Pour ces deux albums, le groupe n’a pas suivi une quelconque ligne directrice. « Ils sont distincts l’un de l’autre et le passage de l’un à l’autre illustre aussi notre propre évolution en tant que groupe » expliquent Martin et Fabien. En somme, ils se déclarent émancipé d’éventuelles attentes d’un public ou d’une volonté de se montrer continuellement. « Nous faisons cela pour notre propre plaisir et au nom de la musique » lance Louis.
Des projets expérimentaux
Vreni Holzer a aussi été « victime » des annulations et re-programmations de concerts ou festivals, à cause de la crise du coronavirus. Pour Martin, ils ne sont pas les plus à plaindre. « On a quand même eu la chance inouïe de jouer devant un public en octobre dernier, juste avant les fermetures. » Cette situation n’est cependant pas un drame absolu pour le groupe en lui-même. « On est toujours à la recherche d’une occasion de monter sur scène, c’est le propre même d’un groupe musical et on adore ça » explique Jérémie. « Mais pour nous ce n’est pas un « moteur », on ne compte pas sur les rétributions pour vivre » dit-il.

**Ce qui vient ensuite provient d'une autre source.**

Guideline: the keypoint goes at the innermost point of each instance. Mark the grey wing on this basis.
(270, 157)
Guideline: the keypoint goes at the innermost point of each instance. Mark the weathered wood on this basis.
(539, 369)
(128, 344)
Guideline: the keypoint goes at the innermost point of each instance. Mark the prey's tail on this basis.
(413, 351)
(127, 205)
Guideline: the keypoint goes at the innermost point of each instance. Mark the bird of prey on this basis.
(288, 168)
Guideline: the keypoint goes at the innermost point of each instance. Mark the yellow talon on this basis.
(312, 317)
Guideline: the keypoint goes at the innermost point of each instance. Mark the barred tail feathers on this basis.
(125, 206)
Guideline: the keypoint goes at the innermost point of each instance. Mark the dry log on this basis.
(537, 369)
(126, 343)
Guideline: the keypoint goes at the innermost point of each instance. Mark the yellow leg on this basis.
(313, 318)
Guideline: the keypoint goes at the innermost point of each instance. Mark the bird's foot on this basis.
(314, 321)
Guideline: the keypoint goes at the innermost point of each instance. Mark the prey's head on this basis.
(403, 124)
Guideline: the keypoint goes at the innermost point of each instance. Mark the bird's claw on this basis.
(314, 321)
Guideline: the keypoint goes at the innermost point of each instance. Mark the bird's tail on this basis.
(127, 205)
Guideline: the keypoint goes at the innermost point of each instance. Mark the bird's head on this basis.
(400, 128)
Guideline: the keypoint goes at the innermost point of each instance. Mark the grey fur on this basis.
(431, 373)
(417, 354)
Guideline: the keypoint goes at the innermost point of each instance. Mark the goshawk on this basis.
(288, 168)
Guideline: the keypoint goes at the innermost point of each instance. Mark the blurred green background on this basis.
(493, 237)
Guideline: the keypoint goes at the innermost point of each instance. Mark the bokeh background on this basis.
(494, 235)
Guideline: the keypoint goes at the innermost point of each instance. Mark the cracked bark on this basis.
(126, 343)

Cependant, l’énergie accumulée pendant le second confinement a donné une nouvelle vigueur à leur créativité. Vreni Holzer se lance actuellement dans la composition de nouveaux morceaux, en plus d’une volonté de promouvoir leur nouvel album. « L’envie du moment est de faire du neuf, sans pour autant succomber aux attentes » lance Louis. « Le dernier album nous a permis de nous connaitre un peu mieux et c’est avec cette expérience acquise que l’on veut faire quelque chose de beaucoup plus travaillé, quelque chose de mûrement réfléchi sur le plan musical » ajoute Jérémie. Et si les mesures continuent d’être allégées dans le courant des mois d’avril et de mai, Vreni Holzer pourra se produire le 29 mai dans la salle du Temple Allemand à La Chaux-de-Fonds, en collaboration avec le cinéma-théâtre ABC.